The company where I work has been using virtualization in development, QA, testing, etc., for many years now. We have not even attempted virtualization in production. Things change. But, before we did it, I thought I’d bounce the question out to the people who know, What are some things to watch for in using virtual servers in a production environment.
Flat out, I asked people over Twitter. The overall message was extremely positive. No one suggested it was a bad idea. A few thought that some high volume servers are better served by physical boxes. Volume in this case could be read as high amounts of reads or high amount of writes, both were suggested as reasons to avoid virtualization. The cause for this is clear, from each individual; the number one problem was around I/O.

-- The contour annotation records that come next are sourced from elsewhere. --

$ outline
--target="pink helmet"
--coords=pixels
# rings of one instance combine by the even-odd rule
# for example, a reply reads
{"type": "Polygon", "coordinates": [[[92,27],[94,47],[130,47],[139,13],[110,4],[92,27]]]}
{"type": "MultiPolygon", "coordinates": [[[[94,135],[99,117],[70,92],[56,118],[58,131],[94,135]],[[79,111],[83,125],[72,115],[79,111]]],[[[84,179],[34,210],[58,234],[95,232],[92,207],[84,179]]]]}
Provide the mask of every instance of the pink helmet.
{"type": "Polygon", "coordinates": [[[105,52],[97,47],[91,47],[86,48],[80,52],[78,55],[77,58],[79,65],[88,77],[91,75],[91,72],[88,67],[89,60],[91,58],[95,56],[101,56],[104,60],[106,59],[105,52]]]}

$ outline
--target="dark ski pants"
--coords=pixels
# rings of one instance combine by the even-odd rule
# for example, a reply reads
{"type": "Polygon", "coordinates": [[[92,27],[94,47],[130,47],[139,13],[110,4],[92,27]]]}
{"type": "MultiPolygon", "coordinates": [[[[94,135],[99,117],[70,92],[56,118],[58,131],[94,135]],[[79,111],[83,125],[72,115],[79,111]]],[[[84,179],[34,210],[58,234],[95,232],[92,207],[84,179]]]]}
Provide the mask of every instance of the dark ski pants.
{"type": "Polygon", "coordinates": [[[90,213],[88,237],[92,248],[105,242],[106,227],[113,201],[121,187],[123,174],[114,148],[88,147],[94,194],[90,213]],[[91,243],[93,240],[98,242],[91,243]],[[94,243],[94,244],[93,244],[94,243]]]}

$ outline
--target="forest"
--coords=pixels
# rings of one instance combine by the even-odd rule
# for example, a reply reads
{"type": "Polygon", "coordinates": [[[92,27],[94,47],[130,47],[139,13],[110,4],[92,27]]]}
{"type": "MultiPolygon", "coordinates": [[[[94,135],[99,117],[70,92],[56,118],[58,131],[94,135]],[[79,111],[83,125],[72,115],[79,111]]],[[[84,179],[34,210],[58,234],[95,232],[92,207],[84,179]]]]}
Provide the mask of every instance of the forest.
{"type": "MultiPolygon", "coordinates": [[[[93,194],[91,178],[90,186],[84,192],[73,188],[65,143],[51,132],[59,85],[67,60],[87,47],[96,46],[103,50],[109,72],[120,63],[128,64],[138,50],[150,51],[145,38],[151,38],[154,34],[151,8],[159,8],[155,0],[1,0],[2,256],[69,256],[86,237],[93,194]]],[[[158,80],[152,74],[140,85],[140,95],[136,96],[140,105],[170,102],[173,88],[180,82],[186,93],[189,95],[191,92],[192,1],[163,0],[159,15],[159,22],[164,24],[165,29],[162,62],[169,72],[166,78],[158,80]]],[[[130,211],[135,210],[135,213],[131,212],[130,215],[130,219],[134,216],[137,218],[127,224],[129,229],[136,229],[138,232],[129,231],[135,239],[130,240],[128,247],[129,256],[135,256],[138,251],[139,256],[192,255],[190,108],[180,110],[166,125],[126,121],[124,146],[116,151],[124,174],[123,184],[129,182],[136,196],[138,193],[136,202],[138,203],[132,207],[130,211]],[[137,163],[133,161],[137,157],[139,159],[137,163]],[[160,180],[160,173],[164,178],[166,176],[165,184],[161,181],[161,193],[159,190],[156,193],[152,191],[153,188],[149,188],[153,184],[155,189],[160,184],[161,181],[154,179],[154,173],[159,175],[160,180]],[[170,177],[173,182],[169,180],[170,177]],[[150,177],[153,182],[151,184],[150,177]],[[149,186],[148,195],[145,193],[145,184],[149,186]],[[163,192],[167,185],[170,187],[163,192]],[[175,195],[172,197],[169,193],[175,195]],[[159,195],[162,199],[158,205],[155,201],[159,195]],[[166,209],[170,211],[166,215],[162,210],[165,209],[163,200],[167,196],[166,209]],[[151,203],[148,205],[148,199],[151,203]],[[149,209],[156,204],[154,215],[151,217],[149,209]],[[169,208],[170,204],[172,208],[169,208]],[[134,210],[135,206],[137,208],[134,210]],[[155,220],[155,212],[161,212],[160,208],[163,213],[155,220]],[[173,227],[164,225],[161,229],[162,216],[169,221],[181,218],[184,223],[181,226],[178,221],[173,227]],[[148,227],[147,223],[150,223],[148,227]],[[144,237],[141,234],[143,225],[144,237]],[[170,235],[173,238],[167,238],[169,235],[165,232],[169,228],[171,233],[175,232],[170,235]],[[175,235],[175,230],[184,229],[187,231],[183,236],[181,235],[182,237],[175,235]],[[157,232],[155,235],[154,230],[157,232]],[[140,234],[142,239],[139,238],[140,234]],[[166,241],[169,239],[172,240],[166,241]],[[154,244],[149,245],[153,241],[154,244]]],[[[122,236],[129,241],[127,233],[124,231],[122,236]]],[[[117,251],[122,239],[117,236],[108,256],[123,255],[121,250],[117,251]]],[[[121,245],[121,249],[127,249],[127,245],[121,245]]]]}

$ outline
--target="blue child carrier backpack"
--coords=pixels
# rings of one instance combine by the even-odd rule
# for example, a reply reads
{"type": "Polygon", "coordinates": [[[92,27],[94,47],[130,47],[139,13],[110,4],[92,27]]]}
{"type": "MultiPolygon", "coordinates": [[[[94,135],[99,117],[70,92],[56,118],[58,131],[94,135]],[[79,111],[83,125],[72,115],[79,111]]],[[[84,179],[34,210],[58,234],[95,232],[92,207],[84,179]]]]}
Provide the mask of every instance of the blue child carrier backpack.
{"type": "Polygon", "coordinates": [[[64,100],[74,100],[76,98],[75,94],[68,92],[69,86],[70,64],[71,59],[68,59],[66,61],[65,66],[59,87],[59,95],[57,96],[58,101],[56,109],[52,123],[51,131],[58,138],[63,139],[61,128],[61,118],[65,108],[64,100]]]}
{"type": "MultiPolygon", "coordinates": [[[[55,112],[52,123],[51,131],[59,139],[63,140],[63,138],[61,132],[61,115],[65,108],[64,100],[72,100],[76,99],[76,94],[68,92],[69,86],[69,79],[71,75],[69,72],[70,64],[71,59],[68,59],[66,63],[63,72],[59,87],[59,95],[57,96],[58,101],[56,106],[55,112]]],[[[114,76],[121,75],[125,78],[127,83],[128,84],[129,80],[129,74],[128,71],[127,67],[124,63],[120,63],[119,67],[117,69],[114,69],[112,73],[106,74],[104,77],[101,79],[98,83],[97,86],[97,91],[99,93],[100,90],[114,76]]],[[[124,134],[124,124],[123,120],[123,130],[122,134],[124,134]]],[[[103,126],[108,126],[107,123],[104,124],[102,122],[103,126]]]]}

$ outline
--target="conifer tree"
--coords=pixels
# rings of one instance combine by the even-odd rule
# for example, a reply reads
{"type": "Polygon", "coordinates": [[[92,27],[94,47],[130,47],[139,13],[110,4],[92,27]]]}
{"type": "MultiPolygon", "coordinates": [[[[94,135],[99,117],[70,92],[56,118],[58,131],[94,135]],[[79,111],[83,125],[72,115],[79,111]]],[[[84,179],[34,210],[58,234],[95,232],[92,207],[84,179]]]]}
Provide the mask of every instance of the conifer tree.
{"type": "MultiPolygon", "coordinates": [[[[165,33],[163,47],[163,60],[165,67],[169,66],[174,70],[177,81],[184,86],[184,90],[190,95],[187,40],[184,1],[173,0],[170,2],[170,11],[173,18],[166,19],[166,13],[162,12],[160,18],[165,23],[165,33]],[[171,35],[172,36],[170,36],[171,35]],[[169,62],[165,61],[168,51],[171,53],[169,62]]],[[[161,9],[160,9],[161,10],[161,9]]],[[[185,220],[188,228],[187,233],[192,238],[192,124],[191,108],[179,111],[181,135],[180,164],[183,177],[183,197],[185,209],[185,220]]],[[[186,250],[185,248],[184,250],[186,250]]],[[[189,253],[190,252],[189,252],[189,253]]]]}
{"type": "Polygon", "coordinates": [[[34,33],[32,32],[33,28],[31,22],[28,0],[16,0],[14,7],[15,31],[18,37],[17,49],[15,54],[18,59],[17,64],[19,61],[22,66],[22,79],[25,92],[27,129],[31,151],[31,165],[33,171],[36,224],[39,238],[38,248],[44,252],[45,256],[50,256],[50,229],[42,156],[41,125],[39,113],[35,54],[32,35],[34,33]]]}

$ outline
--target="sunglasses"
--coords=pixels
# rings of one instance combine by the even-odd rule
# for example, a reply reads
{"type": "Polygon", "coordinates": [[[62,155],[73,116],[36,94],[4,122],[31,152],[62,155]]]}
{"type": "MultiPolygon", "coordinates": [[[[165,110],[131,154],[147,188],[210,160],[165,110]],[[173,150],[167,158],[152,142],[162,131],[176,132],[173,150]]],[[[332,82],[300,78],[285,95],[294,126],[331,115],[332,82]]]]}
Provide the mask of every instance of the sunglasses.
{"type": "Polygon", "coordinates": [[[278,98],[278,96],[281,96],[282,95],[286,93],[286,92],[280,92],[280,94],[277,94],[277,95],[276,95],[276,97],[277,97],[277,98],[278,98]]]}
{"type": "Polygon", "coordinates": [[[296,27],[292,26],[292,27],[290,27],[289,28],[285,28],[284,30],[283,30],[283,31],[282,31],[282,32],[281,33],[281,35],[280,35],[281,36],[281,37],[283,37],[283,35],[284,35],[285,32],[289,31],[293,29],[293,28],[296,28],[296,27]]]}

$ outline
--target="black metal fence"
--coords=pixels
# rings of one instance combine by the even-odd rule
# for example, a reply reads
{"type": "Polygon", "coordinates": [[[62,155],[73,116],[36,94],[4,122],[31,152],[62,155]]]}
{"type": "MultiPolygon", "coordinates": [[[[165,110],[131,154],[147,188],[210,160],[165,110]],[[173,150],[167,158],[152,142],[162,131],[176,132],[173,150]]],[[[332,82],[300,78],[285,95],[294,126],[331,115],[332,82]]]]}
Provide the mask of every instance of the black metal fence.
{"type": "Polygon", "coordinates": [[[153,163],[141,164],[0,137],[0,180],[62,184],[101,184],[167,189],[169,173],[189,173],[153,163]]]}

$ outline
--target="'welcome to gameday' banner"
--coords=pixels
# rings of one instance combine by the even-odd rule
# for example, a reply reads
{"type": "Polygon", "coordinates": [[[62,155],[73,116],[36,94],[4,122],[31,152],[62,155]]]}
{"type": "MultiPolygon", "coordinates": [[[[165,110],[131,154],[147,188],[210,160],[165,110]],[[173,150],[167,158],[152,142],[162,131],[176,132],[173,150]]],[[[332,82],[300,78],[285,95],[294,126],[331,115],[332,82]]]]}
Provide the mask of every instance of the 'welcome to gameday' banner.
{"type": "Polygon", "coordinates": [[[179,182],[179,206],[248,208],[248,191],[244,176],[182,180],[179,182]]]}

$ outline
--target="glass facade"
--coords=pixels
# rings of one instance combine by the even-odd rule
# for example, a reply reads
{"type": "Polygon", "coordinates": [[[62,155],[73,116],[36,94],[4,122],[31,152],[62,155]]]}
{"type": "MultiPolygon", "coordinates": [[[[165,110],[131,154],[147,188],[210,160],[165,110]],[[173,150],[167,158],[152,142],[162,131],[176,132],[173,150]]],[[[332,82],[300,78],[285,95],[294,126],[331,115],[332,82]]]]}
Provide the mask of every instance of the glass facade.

I put out a general call for information and received a pretty good set of responses. I’m not expert enough in all this technology to put together a single summary, so I’ll more or less present the information as it was presented to me. When all the information was bounding past, a few people asked me to aggregate it, so here it is.
What to watch for
According to Allen Kinsel (blog|twitter), a DBA for a multi-line insurance company who manages Oracle, Sybase and SQL Server and is very experienced with virtualization in support of all his products, I/O can be more than double from a virtual machine. With this in mind, Mr. Kinsel and Brent Ozar (blog|twitter), the second non-Microsoft employee to be certified as a SQL Server Certified Master (MCM) in North America (I think that’s the claim), both recommend avoiding the use of raw LUN’s unless you experience severe I/O binding issues. Brent and Allen both recommend you get limited VSphere access in order to closely monitor I/O through the VMWare interface because the normal I/O measurements would not be accurate (Allen suggests buying the VM admin some beer, probably excellent advice). Brent goes on to outline a few other specific points. Set the minimum memory reservation on the VM to avoid the balloon driver telling SQL it’s out of memory. Brent suggests that you use as few virtual CPUs as possible. If the physical box averages 25% CPU load across four physical cores, then only add 2 virtual cores. Brent also suggests using IOMeter or SQLIO to test the configuration. If you’re maxing at 100-125mb/sec then you’re looking at an I/O bottleneck and will need to make adjustments to the system. Brent says that with an fiber channel SAN such as we use that we should be fine with I/O as long as we’re not using physical boxes in active/active multipathing and that we have more than 2 HBAs per physical box.
- Disk I/O
- CPU Queuing on the host
- Memory over commit
- Disk I/O over commit
- CPU over commit
Several people, rather than send me stories, or in addition to the stories, simply pointed out documentation of which you should take advantage. First, and most important of these from the stand point of SQL Server and virtualization is that the Professionall Association of SQL Server users (PASS) has a special interest group dedicated to virtualization: http://virtualization.sqlpass.org
Disk Performance Information:
San Multipathing (introductory): http://www.brentozar.com/archive/2009/05/san-multipathing-part-1-waht-are-paths/
SAN Performance Tuning with SQLIO
Virtualization and SAN Basics
How Microsoft IT Reduces Operating Expenses using Virtualization http://blogs.msdn.com/b/nickmac/archive/2010/05/28/how-microsoft-it-reduces-operating-expenses-using-virtualization/
SQL Server Performance on Vmware vSphere: http://blogs.vmware.com/performance/2009/06/sql-server-performance-on-vspehere.html
That’s it. I won’t pretend that I understood everything. I’m passing it along in a semi-structured format as a public service. I also received some information from the MVP back channels, but I can’t publish that without permission. Suffice to say, while extremely useful, none of it changed the overall picture as represented by the information listed above.